Quelque 125 personnes ont pris part au Sommet social régional tenu à Alma, vendredi.

Les citoyens veulent être impliqués

La population veut avoir son mot à dire au sein des instances décisionnelles, de concertation et de développement de la région. Tel est le principal constat qui se dégage du Sommet social régional tenu à Alma vendredi.

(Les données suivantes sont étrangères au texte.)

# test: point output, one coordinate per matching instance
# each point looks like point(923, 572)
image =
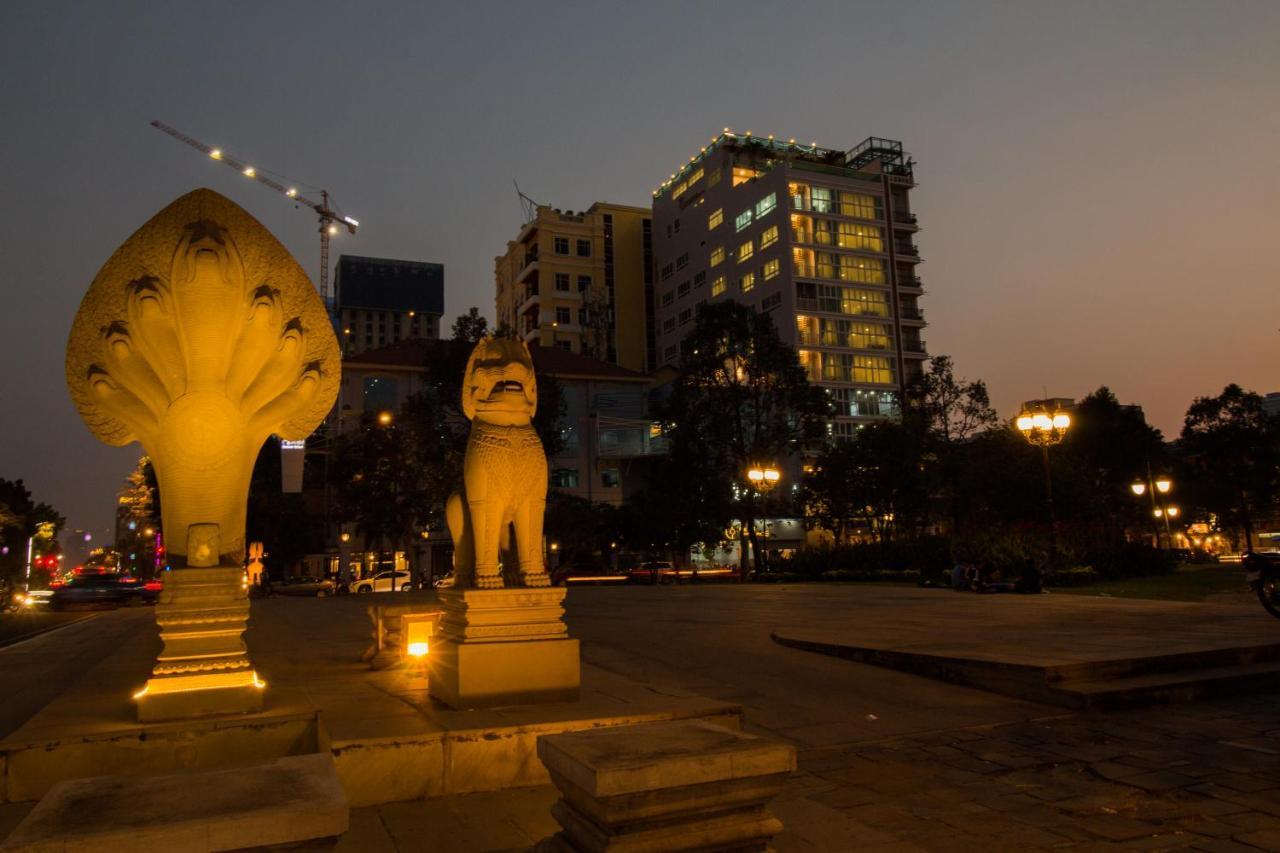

La gouvernance participative régionale et le pouvoir d'influence ont été au coeur des débats, alors que quelque 125 personnes étaient mobilisées à la Boîte à Bleuets dans le cadre de la première édition de l'événement. Un comité de pilotage composé de 14 représentants a été mis sur pied au terme de l'activité qui a attiré des intervenants issus de tous les milieux.
« Le développement social, économique et culturel est interdépendant dans un projet de société. Pour créer ce développement, ça prend l'apport de tout un chacun et non seulement d'une partie de l'élite »,  mentionne France Desjardins, coprésidente du Forum social régional. 
« Les gens ont travaillé très fort durant les ateliers. Concrètement, nous avons sorti des constats, actions et orientations. Des enjeux sur lesquels les gens voudraient travailler ont aussi été ciblés. »
Réunis en grand groupe à la fin de l'après-midi, les participants ont eu la chance de s'exprimer librement sur la manière dont ils perçoivent l'implication citoyenne.  « Nous leur avons demandé de se commettre personnellement dans cette nouvelle structure et 14 personnes ont accepté de s'impliquer. Ces citoyens veulent être des agents multiplicateurs. Le Forum les supportera. Le comité travaillera sur les enjeux que nous avons ciblés et se dotera d'un plan d'action. »
Les quatre grands thèmes abordés au cours du Sommet ont été la lutte à la pauvreté et l'exclusion sociale, l'économie sociale et solidaire, l'intervention communautaire et la gouvernance participative régionale. Dans les semaines qui ont précédé l'événement, l'organisation a reçu et analysé 38 mémoires.
« Nous avons largement dépassé nos espérances. À la base, l'idée d'organiser cette activité a été pensée par sept citoyens bénévoles. Maintenant, 14 nouvelles personnes veulent se mobiliser », termine Mme Desjardins.